Almost every day, we hear news about high air pollution episodes in cities: in Milan and Rome at the end of 2015, in Stuttgart in January 2016, but also in many other cities throughout the world. These episodes raise public concern, cause health complaints and sometimes make air pollution literally visible. They remind us time and again that air pollution is a pressing issue.
With more than half of the world’s population now living in urban areas and population and urbanization expected to grow, ever more people are exposed to high levels of air pollution in cities.

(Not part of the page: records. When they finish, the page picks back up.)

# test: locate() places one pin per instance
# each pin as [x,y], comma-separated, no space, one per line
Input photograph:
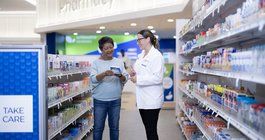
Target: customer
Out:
[107,90]
[147,74]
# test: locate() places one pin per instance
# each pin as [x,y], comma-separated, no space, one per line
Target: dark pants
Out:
[150,119]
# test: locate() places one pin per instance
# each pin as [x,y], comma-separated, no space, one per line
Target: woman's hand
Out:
[133,79]
[132,72]
[108,73]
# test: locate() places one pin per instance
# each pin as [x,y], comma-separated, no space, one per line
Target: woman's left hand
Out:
[133,79]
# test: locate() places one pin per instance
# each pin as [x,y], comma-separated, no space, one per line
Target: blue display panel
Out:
[19,95]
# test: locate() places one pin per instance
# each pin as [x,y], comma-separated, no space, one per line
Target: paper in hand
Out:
[116,70]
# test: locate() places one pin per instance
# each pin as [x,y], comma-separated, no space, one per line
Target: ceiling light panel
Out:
[150,27]
[133,24]
[102,27]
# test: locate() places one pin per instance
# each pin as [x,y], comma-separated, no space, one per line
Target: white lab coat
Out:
[150,72]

The latest data collected by the World Health Organization (WHO) on urban air quality shows that worldwide, more than 80% of people living in urban areas that monitor air pollution are exposed to air quality levels exceeding WHO limits. This is a shocking number. And the impacts are grave: respiratory and cardiovascular diseases attributable to air pollution are taking a heavy toll on human health and are thought to cause around 7 million deaths per year — or the equivalent of the whole population of Bulgaria!

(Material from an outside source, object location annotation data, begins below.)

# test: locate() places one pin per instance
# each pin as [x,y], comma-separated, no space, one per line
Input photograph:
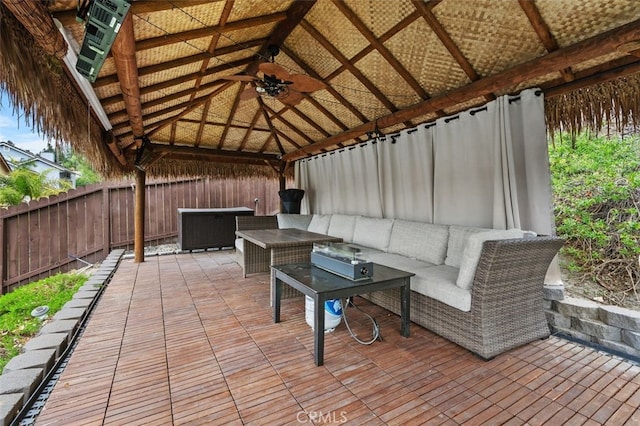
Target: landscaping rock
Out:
[77,303]
[554,292]
[597,329]
[620,317]
[10,405]
[57,341]
[21,381]
[85,294]
[59,326]
[631,338]
[42,358]
[578,308]
[70,313]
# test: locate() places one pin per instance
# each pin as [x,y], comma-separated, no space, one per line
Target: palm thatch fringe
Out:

The economic consequences of air pollution have been documented widely. TheOrganization for Economic Cooperation and Development (OECD) recently estimated that the global air pollution-related health-care costs are projected to increase from US$ 21 billion in 2015 to US$ 176 billion in 2060. Similarly, by 2060, the annual number of lost working days (currently around 1.2 billion) are projected to reach 3.7 billion at the global level.